Я попытаюсь вначале показать, что сопричастность в церковном устройстве выражает лишь основные составляющие христианской тайны, — будучи не чем иным, нежели антропологией, становящейся во Христе «тринитарной».
Тринитарная антропология во Христе
В великой православной традиции, как часто говорится, догмат не является спекуляцией: это уступка разуму, который менее думает о тайне, чем размышляет в тайне, обновляя понимание. Разум, dianoia, человеческая способность, приспособленная божественной мудростью к падшему миру, но не способная перейти его границы, должна, как и человек в целом, пройти через крест.
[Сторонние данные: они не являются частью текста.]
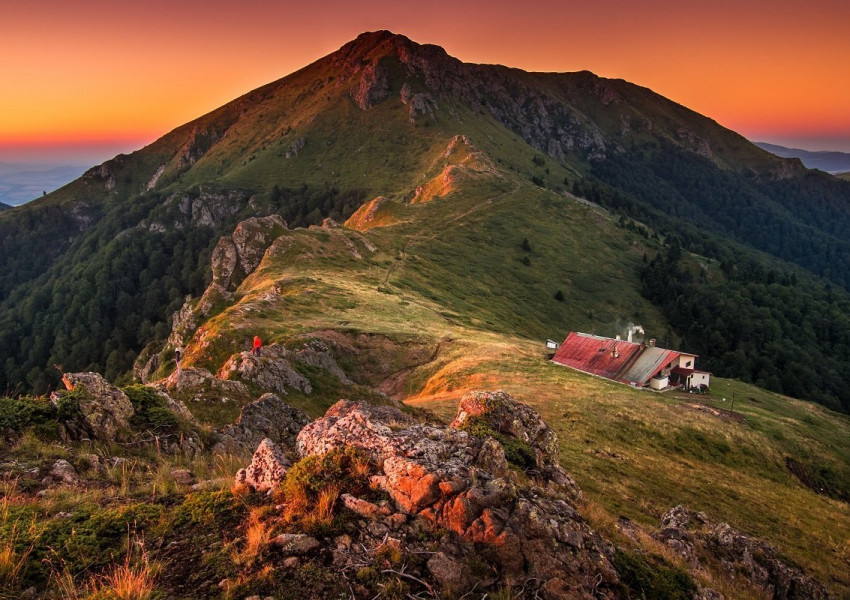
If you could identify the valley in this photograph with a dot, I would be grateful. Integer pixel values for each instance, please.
(404, 229)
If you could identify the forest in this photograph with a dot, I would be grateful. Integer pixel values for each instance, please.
(113, 288)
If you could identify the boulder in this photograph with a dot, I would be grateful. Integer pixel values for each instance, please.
(271, 370)
(461, 484)
(694, 537)
(267, 417)
(183, 476)
(317, 354)
(196, 380)
(504, 415)
(295, 544)
(63, 472)
(105, 410)
(237, 255)
(267, 469)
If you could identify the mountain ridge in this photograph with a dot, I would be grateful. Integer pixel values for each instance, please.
(375, 119)
(832, 162)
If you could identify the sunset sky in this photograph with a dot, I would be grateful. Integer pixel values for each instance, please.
(91, 78)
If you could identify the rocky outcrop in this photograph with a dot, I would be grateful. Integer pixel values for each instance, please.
(374, 213)
(373, 86)
(104, 410)
(267, 469)
(421, 103)
(316, 353)
(463, 485)
(237, 255)
(271, 370)
(192, 380)
(691, 535)
(501, 413)
(268, 417)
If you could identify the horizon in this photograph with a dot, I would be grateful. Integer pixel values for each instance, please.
(120, 93)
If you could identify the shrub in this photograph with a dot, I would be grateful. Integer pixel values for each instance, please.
(313, 485)
(151, 410)
(20, 413)
(517, 452)
(650, 578)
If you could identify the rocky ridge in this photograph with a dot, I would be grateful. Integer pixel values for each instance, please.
(452, 495)
(446, 479)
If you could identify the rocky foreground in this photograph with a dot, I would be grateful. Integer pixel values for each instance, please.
(365, 502)
(484, 504)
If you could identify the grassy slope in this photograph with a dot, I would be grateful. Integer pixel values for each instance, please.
(452, 271)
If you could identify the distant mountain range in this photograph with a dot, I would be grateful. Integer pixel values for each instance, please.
(22, 182)
(829, 161)
(481, 186)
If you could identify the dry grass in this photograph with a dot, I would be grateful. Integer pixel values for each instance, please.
(128, 582)
(11, 560)
(325, 505)
(257, 536)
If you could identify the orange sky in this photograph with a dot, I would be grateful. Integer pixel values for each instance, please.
(118, 74)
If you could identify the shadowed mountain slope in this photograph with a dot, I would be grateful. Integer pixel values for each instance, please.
(382, 130)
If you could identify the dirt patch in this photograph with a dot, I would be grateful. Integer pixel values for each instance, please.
(714, 412)
(817, 480)
(377, 360)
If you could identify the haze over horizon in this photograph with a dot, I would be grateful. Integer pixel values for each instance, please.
(105, 78)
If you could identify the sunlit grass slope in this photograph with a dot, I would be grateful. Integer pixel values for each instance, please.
(454, 274)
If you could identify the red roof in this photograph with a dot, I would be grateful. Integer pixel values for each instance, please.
(619, 360)
(685, 372)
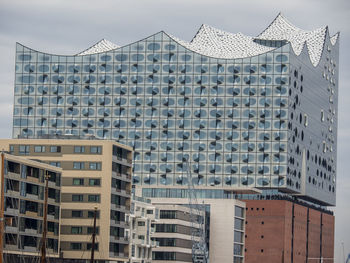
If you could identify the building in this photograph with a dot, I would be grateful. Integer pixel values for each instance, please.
(244, 111)
(96, 174)
(224, 225)
(142, 217)
(288, 231)
(24, 208)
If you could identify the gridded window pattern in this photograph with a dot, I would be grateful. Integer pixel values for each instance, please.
(227, 117)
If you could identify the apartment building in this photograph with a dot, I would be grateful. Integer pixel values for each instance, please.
(143, 216)
(224, 227)
(24, 188)
(96, 174)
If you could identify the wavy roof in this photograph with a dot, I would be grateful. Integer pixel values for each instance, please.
(101, 46)
(216, 43)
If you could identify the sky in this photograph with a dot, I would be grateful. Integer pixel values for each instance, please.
(68, 27)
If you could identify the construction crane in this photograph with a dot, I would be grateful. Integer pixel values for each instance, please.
(197, 215)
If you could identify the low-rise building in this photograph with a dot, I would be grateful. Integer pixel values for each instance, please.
(224, 228)
(24, 206)
(96, 174)
(143, 216)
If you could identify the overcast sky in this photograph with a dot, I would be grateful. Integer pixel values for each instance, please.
(67, 27)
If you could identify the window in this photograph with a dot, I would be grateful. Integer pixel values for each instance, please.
(91, 214)
(39, 148)
(24, 149)
(239, 211)
(77, 198)
(96, 149)
(94, 198)
(77, 213)
(57, 164)
(94, 182)
(75, 246)
(238, 224)
(79, 149)
(90, 229)
(55, 149)
(78, 165)
(78, 181)
(95, 166)
(89, 246)
(76, 230)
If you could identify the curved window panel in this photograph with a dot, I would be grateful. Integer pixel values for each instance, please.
(233, 102)
(42, 101)
(199, 134)
(265, 91)
(120, 91)
(232, 135)
(73, 79)
(120, 112)
(199, 146)
(249, 80)
(265, 102)
(168, 113)
(58, 68)
(215, 146)
(73, 69)
(43, 68)
(29, 68)
(265, 136)
(265, 80)
(121, 57)
(234, 69)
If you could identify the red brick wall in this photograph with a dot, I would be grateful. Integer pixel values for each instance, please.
(271, 240)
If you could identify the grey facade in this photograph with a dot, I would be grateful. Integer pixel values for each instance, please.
(245, 112)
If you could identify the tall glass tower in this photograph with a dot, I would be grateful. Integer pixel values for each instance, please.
(240, 111)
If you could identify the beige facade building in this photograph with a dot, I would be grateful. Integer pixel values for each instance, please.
(143, 216)
(24, 188)
(225, 228)
(96, 173)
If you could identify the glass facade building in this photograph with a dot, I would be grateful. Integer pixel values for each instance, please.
(239, 111)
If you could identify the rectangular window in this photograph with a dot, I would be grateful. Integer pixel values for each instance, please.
(79, 149)
(96, 149)
(78, 165)
(239, 211)
(94, 198)
(55, 149)
(95, 166)
(78, 181)
(75, 246)
(77, 213)
(90, 229)
(57, 164)
(76, 230)
(39, 149)
(239, 224)
(89, 246)
(24, 149)
(91, 214)
(94, 182)
(77, 198)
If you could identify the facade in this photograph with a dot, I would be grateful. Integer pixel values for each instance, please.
(143, 216)
(24, 208)
(224, 223)
(245, 112)
(96, 174)
(288, 231)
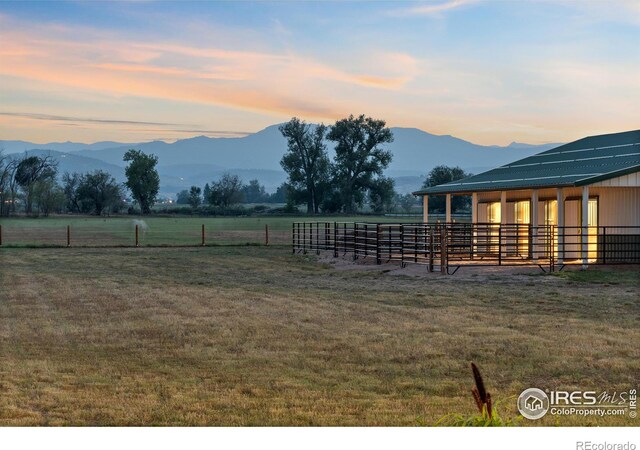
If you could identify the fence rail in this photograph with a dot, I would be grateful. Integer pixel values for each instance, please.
(127, 235)
(452, 245)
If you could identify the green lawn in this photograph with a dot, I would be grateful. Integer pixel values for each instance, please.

Отрицательный опыт и неразрешимые противоречия разбивают связность его концепций и ставят проблему «разделения–идентичности», решение которой не может содержаться в философском синтезе, но требует духовного опыта, реального изменения в аскезе, участия в литургической жизни, церковного и молитвенного размышления над Писанием, молитвы и жертвенной любви, всего того, что, постепенно ее очищая, пробуждает истинную природу человека. Таков аскетико–практический аспект догмата. Но именно осознанное воскресение, трансформация помысла (dianoia) в логос раскрывает в человеке образ, сходный с божественным Логосом; переход, «пасха» от yuch к pneuma, — от души к духу — собирающий в pneuma «умное сердце» и проводящий человека в его единстве и совокупности от смерти к жизни. Догмат становится видением, торжеством разума, апофеозом тайны: таков доксологический аспект веры. Он находит свое завершение в литургии, становясь, через размышление о нравственной красоте, всеобщим искусством, чувством церкви, православным мироощущением всего народа.